I totally get it.  We all want to have our dream agent who finds our perfect publisher so that we get amazing book sales and, of course, the film rights secured by Steve McQueen.

3270954980I’ve been there – grasping for something concrete, something affirming, something that sells all this time and thinking and emotional carving is worth it.  Every writer I know wants that.

And almost every writer I know wants it too soon, say, before we have the book written.

The truth is that – unless you have had a successful publication already – it’s best to write the book before even beginning to think about getting an agent.  We all want to skip the hardest step – the writing – to get to the stuff we so much want – the publishing.

But we have to do the writing first, for a variety of reasons.

1. The market is very tight. Because the publishing market is flooded and because the market prefers well-known authors who they can definitely sell, I recommend – as do many other agents and publishers – that you write the whole book first -in every genre – before you try to sell it.  That way, you have a full sample to send if they want to see more.

2. The book will help you know how to sell it.  It’s hard to be convincing about an idea that you might be able to complete. But when your book is written, you can see the themes, explore the language, pick up on what will be most compelling for readers. Then, you can use that information to help an agent know your book is worth-while and engaging.

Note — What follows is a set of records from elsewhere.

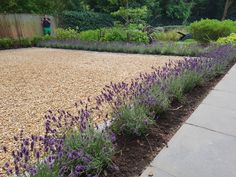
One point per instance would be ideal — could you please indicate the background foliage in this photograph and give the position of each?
(159, 12)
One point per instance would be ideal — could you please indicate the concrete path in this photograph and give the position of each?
(205, 146)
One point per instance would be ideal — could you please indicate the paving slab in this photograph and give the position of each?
(155, 172)
(228, 83)
(215, 119)
(197, 152)
(221, 99)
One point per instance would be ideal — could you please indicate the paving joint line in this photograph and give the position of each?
(234, 136)
(220, 107)
(225, 91)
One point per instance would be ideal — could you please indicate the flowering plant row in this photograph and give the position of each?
(75, 145)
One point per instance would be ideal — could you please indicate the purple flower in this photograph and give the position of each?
(79, 169)
(113, 137)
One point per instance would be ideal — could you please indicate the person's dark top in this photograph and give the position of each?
(46, 22)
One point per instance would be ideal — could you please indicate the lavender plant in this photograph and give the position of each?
(164, 48)
(71, 146)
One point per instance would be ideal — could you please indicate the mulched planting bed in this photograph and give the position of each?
(134, 154)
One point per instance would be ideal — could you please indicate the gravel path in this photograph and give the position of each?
(34, 80)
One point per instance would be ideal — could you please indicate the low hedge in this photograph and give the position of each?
(207, 30)
(163, 48)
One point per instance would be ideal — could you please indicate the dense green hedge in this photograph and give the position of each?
(85, 20)
(207, 30)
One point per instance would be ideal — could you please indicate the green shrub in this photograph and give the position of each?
(90, 35)
(229, 39)
(137, 36)
(87, 20)
(7, 43)
(114, 34)
(166, 36)
(211, 30)
(66, 33)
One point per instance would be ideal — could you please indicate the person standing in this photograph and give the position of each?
(46, 23)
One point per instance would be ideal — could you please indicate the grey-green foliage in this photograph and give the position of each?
(96, 144)
(132, 119)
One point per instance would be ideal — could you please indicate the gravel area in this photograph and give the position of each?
(34, 80)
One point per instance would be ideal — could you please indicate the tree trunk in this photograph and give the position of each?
(228, 3)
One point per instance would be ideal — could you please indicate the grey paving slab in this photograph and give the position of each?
(228, 83)
(233, 68)
(214, 118)
(197, 152)
(222, 99)
(155, 172)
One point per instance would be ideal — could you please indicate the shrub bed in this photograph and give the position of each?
(86, 20)
(164, 48)
(74, 145)
(9, 43)
(229, 39)
(210, 30)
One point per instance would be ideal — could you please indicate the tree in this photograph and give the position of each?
(228, 4)
(179, 10)
(132, 15)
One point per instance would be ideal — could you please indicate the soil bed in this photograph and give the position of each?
(134, 154)
(34, 80)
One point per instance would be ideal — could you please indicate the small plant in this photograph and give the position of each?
(132, 119)
(229, 39)
(90, 35)
(166, 36)
(97, 149)
(211, 30)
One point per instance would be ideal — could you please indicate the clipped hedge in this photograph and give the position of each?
(85, 20)
(207, 30)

3. The writing is what matters. Perhaps the most important reason to write without worrying about an agent is that it’s the writing that will feed you, not the book publication or even the sales (although those things are awesome.)  It’s the practice of sitting down on the page – a practice of hope, as Shawn Smucker calls it – that will give you life and energy.  Yes, we all want to publish.  Yes, we all want that now.  But we can’t control that.  What we can control is putting our asses in the chair and getting to work, all the while hoping that the publication will come. . . that perpetual hope.

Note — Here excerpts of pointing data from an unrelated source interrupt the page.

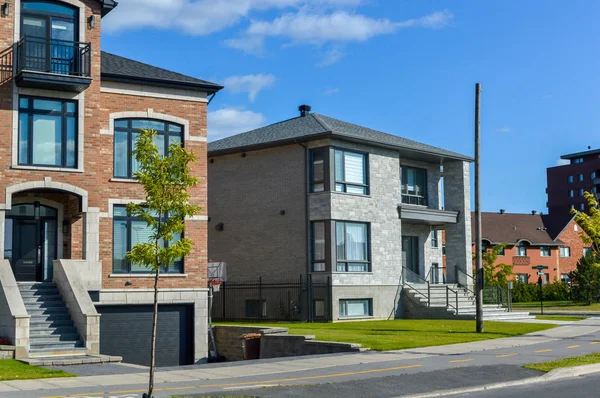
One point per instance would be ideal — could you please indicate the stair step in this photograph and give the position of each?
(51, 331)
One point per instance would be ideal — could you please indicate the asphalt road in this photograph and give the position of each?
(366, 379)
(586, 386)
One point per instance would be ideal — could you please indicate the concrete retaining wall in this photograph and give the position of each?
(274, 343)
(7, 352)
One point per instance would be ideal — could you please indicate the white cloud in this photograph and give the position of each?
(230, 121)
(340, 26)
(198, 17)
(251, 84)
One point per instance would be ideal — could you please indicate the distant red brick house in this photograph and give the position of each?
(533, 239)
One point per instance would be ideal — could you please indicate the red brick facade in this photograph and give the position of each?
(98, 163)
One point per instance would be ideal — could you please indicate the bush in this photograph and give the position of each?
(526, 293)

So yes, you’ll want to research how to write a great query letter, and yes, you’ll want to study agents’ lists of publications to see who’s a good fit.  But do that later.  Now, write . . . because it’s the only thing that will keep you going when the glamor of the publication and the sales wears off.  Believe me, I speak from experience.

What makes you want to find an agent? Are you at a place where you need one? Or are you looking for the rewards before the work?